Choosing the right LLM for your product: a practical guide
"Which model should we use?" is the wrong first question. The right one is "what does each part of our product actually need?" Once you break a feature into its real tasks, the model choices usually pick themselves — and you often end up using more than one.
Match the model to the task
A quick classification or routing step does not need a frontier model — a small, fast one is cheaper and lower-latency. A nuanced summarisation or reasoning step might justify a larger model. Treat model choice as a per-task decision, not a single platform-wide bet.
- Latency: is this in a user’s critical path, or a background job?
- Cost: how many calls per request, and at what volume?
- Quality: how much does an occasional miss actually cost?
- Privacy: can this data leave your environment at all?

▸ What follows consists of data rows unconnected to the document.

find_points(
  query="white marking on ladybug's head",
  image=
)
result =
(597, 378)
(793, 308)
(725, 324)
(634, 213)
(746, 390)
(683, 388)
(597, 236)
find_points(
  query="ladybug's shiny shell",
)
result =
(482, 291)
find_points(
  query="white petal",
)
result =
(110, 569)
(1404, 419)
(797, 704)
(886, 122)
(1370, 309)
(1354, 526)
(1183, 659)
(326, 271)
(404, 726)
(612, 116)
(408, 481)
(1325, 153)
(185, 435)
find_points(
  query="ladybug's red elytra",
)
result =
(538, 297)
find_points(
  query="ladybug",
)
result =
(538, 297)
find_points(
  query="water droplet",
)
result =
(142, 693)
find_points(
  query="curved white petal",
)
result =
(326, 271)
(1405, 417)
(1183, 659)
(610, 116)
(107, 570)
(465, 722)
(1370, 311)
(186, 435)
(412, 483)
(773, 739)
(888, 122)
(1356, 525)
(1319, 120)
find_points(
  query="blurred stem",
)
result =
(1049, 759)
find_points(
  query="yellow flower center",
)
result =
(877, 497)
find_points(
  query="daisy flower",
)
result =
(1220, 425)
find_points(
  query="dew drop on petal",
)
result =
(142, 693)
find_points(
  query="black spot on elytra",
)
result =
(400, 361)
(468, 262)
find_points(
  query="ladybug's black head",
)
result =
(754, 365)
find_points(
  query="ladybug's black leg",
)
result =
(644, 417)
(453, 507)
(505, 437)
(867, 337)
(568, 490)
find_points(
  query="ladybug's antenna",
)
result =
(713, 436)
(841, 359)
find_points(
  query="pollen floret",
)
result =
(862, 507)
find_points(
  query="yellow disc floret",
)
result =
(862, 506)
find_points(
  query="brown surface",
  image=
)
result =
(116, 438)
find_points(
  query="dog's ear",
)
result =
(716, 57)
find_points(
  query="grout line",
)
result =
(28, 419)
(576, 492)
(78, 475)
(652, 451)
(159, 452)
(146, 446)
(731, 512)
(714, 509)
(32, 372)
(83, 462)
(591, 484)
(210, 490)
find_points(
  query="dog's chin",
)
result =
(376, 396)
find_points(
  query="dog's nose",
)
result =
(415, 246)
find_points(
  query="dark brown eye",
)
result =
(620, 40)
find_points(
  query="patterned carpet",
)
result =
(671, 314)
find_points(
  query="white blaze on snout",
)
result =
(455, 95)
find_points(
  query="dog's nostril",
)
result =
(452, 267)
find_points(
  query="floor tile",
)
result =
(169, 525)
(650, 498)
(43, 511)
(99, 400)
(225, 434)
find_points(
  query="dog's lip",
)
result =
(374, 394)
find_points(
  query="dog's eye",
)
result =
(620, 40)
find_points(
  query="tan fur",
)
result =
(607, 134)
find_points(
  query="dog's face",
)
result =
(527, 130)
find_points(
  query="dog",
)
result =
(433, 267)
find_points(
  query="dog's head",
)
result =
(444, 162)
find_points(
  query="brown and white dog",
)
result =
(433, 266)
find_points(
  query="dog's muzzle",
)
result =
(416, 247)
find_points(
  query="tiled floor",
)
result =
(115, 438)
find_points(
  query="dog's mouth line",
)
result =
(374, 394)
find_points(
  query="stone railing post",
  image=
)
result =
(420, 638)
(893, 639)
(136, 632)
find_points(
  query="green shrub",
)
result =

Privacy can decide it for you
If you are handling regulated or sensitive data, where the model runs matters as much as how good it is. Sometimes a smaller model you can host yourself beats a stronger hosted one you are not allowed to send the data to. We design for that constraint up front rather than discovering it at launch.
Build so you can switch
Models change monthly. Put a thin abstraction between your product and any specific provider, keep your prompts and evals in one place, and you can swap or mix models without rewriting the app. The goal is a system that gets better as models do — not one welded to today’s best option.
When we build AI features, model selection is an engineering decision tied to your latency, cost and privacy needs — not a logo on a slide.